Methods

DATA GENERATION

This project aims to evaluate the urban factors that may influence biodiversity visitation rates in Edmonton by extracting data from the WildEdmonton program monitoring network. After filtering images using human interpreters and artificial intelligence algorithms, only wildlife images were saved and recorded in a spreadsheet. To avoid duplication, a modified version of the CamTrapR code was applied to the data, resulting in a comprehensive list of species and their corresponding frequencies recorded by each remote camera. Then, urban factors of interest were extracted using the geographic coordinates of the cameras and combined with the biodiversity data to create a final table used in this research project (Figure 5).

Figure 5. Methods Flow Diagram

This figure depicts the data frame generation process utilized for this research project. The initial raw data was collected in the form of pictures captured by 90 remote cameras strategically positioned throughout the City of Edmonton. By utilizing the geographic locations of these cameras, the urban factors (GIS variables) were extracted.

STUDY AREA

Figure 6. Edmonton Landscape

View of the North Saskatchewan River in Edmonton during the Fall Season. 

Source: Ⓒ Oscar Baron-Ruiz


Edmonton Landscape


The study is conducted in the landscape of Edmonton, Alberta, Canada (Figure 6), which encompasses an abundance of natural wonders. Among them are the biggest urban park in Canada, a vast river valley that comprises the North Saskatchewan river, and various ravine systems. In this metropolitan area, the natural protected zone is estimated to cover 44 km², which constitutes nearly 6% of the city's total area (~700 km²). Edmonton boasts a remarkable biodiversity, with 50 mammal species, 150 avian species, 30 fish species, and 500 varieties of vegetation identified within its limits (City of Edmonton, 2009).


Monitoring Sites


The WildEdmonton Program initially had a monitoring network consisting of 122 remote cameras, but not all of these cameras were used in the present analysis. Some cameras were excluded due to theft or vandalism shortly after deployment. Additionally, only sites that were at least 1 kilometre apart were selected to minimize spatial autocorrelation, which can exceed the home range size of many urban species (Stevenson, 2022). Another criterion was applied to select monitoring sites, with a minimum monitoring period of 30 days required for further calculations of visitation rates and standardization of diversity data. The final number of monitoring sites included in this research was 90, which are mapped in Figure 7. 

Figure 7. Study Area map a

Spatial distribution of 90 sites of wildlife monitoring in the City of Edmonton. 

URBAN FACTORS

The research objective includes four urban factors (Figure 8): the road network, trails surrounding the city, various types of water bodies, and land cover updated to 2021. These factors are described as follows:

Figure 8. Urban factors

Maps of urban factors included in this study: the road network (a), trails surrounding the city (b), various types of water bodies (c), and land cover updated to 2021 (d). The percentages enclosed in brackets indicate the proportional representation of each attribute concerning the overall area or length occupied by the respective urban factor. 

Source: Adapted from the City of Edmonton open data portal [https://data.edmonton.ca/].

STATISTICAL ANALYSIS

For the first research question, gradient analysis was applied to establish associations between two data sets, namely urban factors and wildlife visitation rates. In this case, the biological response was explained by the urban factors gradient. The direct approach gradient was utilized, which involves ordinating the predictor variable (urban factors) first and then examining how the response variables (wildlife visits per day) are associated with that ordination. This approach allows for the exploration of the relationship between urbanization and biodiversity and provides insights into how the environment is affected by urbanization. 

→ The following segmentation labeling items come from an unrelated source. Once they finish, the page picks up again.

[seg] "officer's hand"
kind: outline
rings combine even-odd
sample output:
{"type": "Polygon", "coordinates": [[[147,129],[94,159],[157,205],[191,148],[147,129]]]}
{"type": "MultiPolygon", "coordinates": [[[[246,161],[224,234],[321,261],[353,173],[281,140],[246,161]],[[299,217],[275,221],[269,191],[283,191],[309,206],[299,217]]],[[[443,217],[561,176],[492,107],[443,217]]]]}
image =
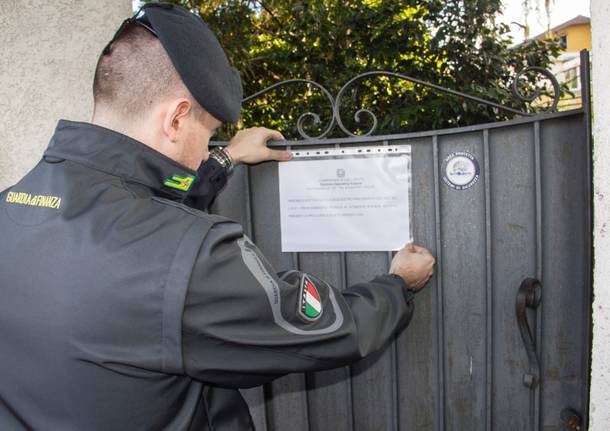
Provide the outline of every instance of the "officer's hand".
{"type": "Polygon", "coordinates": [[[237,132],[225,151],[234,163],[260,163],[267,160],[286,161],[292,158],[290,151],[272,150],[267,147],[270,140],[283,141],[284,137],[277,130],[264,127],[253,127],[237,132]]]}
{"type": "Polygon", "coordinates": [[[434,273],[434,257],[428,249],[408,244],[401,249],[390,265],[390,273],[402,277],[410,289],[420,290],[434,273]]]}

The second research question was addressed using the multivariate regression tree (MRT) approach to investigate the association between multiple predictor variables (urban features) and multiple response variables (visitation rates of different species). This method identifies groups of similar observations, but differentiates these groups by imposing the predictor variables as a constraint to create clusters. For instance, a threshold for the distance from the city centre and the nearest trail (as predictor variables) can be estimated, which is then utilized to distinguish the frequency of the most commonly identified mammal species (as response variables). The analysis is carried out to determine whether these species are more or less detected depending on their distance from the threshold. These predicted thresholds will serve as baseline values to support future strategies for biodiversity protection and urban planning. 

a The location of the monitoring sites in Figure 7 has been visually exaggerated, and the geographic coordinates and site names are not included in Table 1 (Data frame) due to data management policies implemented by the City of Edmonton to safeguard biodiversity.